Please file a bug report.

Steps to reproduce

Use nightly. Download the following gist and put it in a file: https://gist.github.com/gabrieldemarmiesse/bdbb73ba9672c071a99e6f13abe1e8e4

Then run the following command (possibly multiple times since it's flaky):

rm -rf $HOME/.modular/.mojo_cache && mojo build -D MOJO_ENABLE_ASSERTIONS trying_stuff.mojo

It's important to delete the cache before every compilation as when the build succeeds, then the cache will be used and the segfault will not appear again.

On my computers (I tested with two of them) I have a 50% failure rate.
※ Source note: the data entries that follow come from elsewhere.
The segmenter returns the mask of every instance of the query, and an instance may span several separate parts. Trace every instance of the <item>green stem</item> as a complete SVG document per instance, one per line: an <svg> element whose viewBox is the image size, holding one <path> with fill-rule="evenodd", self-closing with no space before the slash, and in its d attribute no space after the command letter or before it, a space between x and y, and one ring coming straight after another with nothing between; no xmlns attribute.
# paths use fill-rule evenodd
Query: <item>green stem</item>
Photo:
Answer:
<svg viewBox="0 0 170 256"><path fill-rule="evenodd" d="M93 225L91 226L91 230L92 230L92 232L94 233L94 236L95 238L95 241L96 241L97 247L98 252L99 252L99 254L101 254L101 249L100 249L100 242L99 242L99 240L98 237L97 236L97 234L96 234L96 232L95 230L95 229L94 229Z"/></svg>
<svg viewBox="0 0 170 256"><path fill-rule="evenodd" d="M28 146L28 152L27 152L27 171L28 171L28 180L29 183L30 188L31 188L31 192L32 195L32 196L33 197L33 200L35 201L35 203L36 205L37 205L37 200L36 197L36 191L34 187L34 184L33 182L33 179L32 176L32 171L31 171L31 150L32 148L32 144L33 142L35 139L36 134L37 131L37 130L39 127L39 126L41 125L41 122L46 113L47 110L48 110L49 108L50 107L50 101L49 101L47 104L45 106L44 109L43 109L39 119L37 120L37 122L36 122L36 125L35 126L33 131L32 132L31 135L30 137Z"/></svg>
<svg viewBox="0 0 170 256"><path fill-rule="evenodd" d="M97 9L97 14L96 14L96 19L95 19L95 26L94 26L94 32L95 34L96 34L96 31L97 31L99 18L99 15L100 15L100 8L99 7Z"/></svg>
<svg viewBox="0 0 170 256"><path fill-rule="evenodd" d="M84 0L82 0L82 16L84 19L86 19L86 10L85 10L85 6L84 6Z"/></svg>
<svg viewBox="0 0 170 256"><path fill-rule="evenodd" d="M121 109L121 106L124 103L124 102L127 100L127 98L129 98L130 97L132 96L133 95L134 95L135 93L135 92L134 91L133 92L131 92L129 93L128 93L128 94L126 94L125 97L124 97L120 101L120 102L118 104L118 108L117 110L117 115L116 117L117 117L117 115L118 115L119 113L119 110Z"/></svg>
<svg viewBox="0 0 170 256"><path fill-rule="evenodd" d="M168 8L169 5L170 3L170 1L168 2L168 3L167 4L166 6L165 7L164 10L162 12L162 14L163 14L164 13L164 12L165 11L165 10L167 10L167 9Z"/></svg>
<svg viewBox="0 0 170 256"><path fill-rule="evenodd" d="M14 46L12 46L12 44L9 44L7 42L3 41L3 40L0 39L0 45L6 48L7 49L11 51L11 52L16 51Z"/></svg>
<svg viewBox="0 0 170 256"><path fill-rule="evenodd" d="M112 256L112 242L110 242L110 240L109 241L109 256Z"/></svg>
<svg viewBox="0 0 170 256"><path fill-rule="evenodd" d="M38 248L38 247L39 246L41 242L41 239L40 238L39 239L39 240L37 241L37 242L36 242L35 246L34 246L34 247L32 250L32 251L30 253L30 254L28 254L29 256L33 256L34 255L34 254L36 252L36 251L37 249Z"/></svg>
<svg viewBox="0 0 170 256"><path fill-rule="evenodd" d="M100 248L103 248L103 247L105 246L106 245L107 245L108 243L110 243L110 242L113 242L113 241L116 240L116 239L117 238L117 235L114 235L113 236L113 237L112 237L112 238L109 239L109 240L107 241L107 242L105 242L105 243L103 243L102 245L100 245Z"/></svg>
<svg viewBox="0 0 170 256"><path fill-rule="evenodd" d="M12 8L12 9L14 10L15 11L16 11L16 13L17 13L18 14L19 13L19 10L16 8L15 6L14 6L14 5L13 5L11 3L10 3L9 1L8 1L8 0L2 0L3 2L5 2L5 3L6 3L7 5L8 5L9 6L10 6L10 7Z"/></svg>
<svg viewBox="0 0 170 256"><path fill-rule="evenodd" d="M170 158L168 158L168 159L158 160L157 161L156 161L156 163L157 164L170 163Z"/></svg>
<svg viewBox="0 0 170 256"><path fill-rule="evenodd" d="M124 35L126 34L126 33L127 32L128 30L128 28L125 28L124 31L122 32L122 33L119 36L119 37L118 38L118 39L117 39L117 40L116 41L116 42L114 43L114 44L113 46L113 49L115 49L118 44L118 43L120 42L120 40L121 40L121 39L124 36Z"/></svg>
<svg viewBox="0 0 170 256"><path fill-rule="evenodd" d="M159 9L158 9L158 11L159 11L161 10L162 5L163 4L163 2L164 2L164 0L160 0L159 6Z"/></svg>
The CI can reproduce the error too.

If you want a higher failure rate, intead of copying my gist, copy the content of this file: https://github.com/modularml/mojo/blob/826b2bd2cb9fa27258cce9245d0d50824de12e18/stdlib/test/builtin/test_string.mojo

When I compile this file, I have a failure rate of 90%.

System information

debian bookworm/sid, in docker, inside wsl 2
modular 0.7.2 (d0adc668)
mojo 2024.5.1905 (46b7e7ee)

It can also be reproduced in the CI, and the log file I used earlier was from a macOS build. So it seems to be on all operating systems.
JoeLoser commented 1 month ago

This internally hits an LLVM assert:

Assertion failed: (Iter != this->end() && "DenseMap::at failed due to a missing key"), function at, file DenseMap.h, line 213.

It's coming from M::KGEN::Elaborator::lookupConcreteFunction FYI @Mogball

Mogball commented 1 month ago

debug_assert is playing with fire with its dependencies on String. This likely is another case of a crash instead of an error message

gabrieldemarmiesse commented 3 weeks ago

While we do have enabled all assertions in the CI, it's not enabled for test_string.mojo and as such, when the bug is resolved, we should not forget to enable assertions there too.